Mozilla CEO under pressure to resign over homophobic beliefs
Published 28/03/2014 | 16:36
Employees and volunteers at Mozilla - the organisation which promotes open source software such as its Firefox browser - have called for new chief executive Brendan Eich to stand down because of his donations to political campaigns to ban gay marriage.
This week Mozilla named Brendan Eich as its new chief executive, following the resignation of Gary Kovacs which was announced in April last year.
The controversy stems from a $1,000 donation he made in 2008 to support California's Proposition 8, which opposed gay marriage.
The donation was listed in a public database with Mozilla appearing next to Eich's name as his employer. It caused controversy in the technology industry when it was uncovered in 2012.
Eich posted on his own blog to "express my sorrow at having caused pain" and promised an "active commitment to equality" at Mozilla.
"I am committed to ensuring that Mozilla is, and will remain, a place that includes and supports everyone, regardless of sexual orientation, gender identity, age, race, ethnicity, economic status, or religion," he wrote.
But employees were unconvinced. Chris McAvoy, who leads Mozilla's Open Badges project, took to Twitter last night to call for the new chief executive to stand down and said that he had been "disappointed" by his promotion.
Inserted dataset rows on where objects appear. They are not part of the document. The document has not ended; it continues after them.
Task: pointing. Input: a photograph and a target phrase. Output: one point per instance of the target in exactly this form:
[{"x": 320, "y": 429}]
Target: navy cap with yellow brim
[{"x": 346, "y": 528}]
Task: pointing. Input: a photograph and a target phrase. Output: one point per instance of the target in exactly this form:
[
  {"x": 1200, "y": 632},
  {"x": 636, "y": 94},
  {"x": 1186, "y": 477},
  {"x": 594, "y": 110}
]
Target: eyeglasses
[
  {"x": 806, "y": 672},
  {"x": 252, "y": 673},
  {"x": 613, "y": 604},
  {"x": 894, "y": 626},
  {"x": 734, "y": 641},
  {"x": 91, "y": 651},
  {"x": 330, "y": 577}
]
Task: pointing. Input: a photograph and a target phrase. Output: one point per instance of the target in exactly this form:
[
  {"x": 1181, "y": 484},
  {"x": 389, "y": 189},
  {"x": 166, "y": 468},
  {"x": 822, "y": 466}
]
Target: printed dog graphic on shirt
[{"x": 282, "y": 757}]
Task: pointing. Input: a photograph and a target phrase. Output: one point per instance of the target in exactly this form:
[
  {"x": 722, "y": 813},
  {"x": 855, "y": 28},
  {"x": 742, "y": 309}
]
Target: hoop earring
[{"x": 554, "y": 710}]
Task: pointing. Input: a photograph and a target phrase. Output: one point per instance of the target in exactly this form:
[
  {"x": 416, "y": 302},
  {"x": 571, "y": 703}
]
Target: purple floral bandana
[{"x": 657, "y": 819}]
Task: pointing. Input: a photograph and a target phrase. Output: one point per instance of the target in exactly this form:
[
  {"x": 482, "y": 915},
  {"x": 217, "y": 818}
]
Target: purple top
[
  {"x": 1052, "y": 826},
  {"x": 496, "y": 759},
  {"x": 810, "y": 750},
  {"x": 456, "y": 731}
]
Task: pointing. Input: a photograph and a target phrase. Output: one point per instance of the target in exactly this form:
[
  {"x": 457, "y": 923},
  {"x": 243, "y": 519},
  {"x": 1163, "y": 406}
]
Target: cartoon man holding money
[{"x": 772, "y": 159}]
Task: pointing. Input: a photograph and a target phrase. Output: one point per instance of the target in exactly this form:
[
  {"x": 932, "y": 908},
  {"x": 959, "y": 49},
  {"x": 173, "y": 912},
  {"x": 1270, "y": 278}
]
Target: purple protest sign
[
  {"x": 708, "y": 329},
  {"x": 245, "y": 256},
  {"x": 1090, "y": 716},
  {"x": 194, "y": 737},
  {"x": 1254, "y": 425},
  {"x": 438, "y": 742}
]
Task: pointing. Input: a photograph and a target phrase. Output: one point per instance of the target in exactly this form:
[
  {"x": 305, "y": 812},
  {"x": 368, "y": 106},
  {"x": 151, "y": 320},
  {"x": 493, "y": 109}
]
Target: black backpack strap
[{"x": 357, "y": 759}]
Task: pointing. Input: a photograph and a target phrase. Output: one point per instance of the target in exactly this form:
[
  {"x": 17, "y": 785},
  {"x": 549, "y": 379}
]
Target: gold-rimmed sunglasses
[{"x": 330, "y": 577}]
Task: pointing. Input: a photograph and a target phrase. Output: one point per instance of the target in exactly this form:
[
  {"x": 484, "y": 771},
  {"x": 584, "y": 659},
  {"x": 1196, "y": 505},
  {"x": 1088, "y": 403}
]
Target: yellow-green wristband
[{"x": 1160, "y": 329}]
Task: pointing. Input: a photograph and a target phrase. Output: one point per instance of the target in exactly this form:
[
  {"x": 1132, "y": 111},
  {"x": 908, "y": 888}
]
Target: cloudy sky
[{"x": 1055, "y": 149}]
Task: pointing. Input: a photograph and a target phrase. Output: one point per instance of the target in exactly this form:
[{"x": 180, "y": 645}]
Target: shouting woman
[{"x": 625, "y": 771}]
Earlier this week independent developer Hampton Catlin also wrote a blog post announcing that the company founded by him and his husband would no longer support Mozilla:
"As a gay couple who were unable to get married in California until recently, we morally cannot support a Foundation that would not only leave someone with hateful views in power, but will give them a promotion and put them in charge of the entire organization.
"By the very bones in our body, we cannot dare use our creativity, experience, knowledge, and passion to further the career of a man who has to this day not apologized for his support. I can’t spend hours and days and years polishing, building, and upgrading applications that make him richer than he is."